To prove something like this you need to either use propositions/theorems you've already established or go back to the definition.
For a homework problem like this I imagine you don't really have any theorems about congruences to work with. This means you're stuck going back to the definition.
Question: How did you define congruences? There are many equivalent ways.
Let's say you defined $a \equiv b$ (mod $m$) to mean there is some integer $k$ such that $a=b+km$. If so we can use what we know about integer arithmetic to rewrite this as: $b=a-km$. Notice that $-k$ is also an integer (since $k$ is) so $b$ and $a$ differ by an integer and we've established that $b \equiv a$ (mod $m$).
Now back to your problem...
Assume $a \equiv b$ (mod $m$) and $b \equiv c$ (mod $m$).

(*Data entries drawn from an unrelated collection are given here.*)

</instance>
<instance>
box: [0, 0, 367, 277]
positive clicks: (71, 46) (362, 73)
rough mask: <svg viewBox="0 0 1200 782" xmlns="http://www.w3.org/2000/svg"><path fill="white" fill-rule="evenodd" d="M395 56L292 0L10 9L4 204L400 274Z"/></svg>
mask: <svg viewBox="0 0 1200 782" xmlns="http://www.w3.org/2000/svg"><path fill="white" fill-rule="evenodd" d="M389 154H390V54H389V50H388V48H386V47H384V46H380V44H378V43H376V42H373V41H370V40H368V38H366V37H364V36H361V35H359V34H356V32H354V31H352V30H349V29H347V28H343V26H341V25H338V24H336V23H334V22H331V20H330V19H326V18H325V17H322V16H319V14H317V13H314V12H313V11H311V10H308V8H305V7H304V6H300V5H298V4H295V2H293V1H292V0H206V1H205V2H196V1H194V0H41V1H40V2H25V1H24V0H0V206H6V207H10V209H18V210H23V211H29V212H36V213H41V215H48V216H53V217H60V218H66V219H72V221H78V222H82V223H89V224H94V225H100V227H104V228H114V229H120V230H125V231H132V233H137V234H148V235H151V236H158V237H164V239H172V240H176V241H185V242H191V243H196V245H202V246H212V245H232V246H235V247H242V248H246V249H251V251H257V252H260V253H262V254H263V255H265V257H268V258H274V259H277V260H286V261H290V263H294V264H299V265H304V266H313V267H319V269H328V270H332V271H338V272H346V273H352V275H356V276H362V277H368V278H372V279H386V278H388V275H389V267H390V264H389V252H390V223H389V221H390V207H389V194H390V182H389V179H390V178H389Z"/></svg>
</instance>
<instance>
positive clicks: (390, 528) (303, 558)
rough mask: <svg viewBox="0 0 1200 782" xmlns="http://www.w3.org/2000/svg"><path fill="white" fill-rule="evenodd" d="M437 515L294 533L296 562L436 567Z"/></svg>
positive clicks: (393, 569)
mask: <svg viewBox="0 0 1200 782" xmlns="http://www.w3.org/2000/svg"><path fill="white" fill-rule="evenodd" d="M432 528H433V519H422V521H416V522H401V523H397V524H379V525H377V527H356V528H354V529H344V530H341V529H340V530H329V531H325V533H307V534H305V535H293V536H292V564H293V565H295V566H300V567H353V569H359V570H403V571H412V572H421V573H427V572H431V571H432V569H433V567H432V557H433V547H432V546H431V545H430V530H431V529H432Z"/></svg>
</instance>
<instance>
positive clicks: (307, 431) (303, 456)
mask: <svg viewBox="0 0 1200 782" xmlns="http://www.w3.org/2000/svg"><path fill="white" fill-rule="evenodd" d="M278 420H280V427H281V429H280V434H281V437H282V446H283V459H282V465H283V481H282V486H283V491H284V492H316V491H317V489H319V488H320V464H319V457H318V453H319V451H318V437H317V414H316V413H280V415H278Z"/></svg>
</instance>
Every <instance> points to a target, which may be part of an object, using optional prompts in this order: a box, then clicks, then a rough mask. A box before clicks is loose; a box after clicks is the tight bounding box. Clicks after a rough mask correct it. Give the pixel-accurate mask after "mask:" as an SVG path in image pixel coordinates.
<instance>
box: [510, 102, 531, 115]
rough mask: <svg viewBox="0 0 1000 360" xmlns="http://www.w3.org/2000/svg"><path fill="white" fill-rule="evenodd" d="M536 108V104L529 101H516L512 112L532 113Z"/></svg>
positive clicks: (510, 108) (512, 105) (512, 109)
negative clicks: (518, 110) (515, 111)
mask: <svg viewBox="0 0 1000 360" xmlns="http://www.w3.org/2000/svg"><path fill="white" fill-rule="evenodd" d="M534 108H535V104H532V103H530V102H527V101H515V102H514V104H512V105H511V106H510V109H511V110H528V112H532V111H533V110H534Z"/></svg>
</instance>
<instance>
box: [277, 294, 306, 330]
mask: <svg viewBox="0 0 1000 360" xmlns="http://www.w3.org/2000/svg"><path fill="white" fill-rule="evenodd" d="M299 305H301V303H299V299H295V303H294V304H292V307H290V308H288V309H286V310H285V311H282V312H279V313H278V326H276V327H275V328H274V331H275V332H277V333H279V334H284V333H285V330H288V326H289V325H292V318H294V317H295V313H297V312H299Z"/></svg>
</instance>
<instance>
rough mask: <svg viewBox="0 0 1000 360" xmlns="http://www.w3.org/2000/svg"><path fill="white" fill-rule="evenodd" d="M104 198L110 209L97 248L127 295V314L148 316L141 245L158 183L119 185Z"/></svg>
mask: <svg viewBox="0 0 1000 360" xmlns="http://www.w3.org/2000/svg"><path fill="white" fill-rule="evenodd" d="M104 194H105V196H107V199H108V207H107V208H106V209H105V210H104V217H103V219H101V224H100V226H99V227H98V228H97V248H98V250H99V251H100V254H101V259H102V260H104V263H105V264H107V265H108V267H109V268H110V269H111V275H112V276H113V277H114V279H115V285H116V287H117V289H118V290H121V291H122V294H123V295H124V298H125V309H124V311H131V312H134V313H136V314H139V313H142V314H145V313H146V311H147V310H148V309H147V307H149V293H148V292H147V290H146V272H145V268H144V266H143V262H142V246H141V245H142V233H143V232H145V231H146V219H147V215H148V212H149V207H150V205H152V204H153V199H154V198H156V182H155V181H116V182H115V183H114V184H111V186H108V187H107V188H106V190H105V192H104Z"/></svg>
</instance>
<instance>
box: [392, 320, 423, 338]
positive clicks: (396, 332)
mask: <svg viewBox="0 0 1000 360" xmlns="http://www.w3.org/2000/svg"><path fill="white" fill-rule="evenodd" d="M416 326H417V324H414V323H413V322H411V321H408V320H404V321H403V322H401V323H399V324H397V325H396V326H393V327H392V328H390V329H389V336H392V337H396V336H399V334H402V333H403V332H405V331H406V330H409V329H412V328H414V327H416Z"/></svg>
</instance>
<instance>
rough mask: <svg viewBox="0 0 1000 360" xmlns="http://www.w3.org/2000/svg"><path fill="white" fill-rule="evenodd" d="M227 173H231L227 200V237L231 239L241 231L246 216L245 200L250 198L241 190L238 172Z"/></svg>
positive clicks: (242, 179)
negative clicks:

So, for example, there exists some $k$ such that $a=b+km$. We can say something about $b$ and $c$ as well. Then combine these two facts and get $a = c + ???m$, make sure ??? is an integer and we'll have established that $a \equiv c$ (mod $m$). Done! :)
I've often seen the congruence relation modulo $m$ defined as "$a\equiv b \pmod{m}$ means m|(a-b)". If that's the definition that you're working with, then the fact you need to use in this proof is: m|p and m|q imply m|(p+q).
Then, using $a-b$ for $p$, and $b-c$ for $q$, you have your result.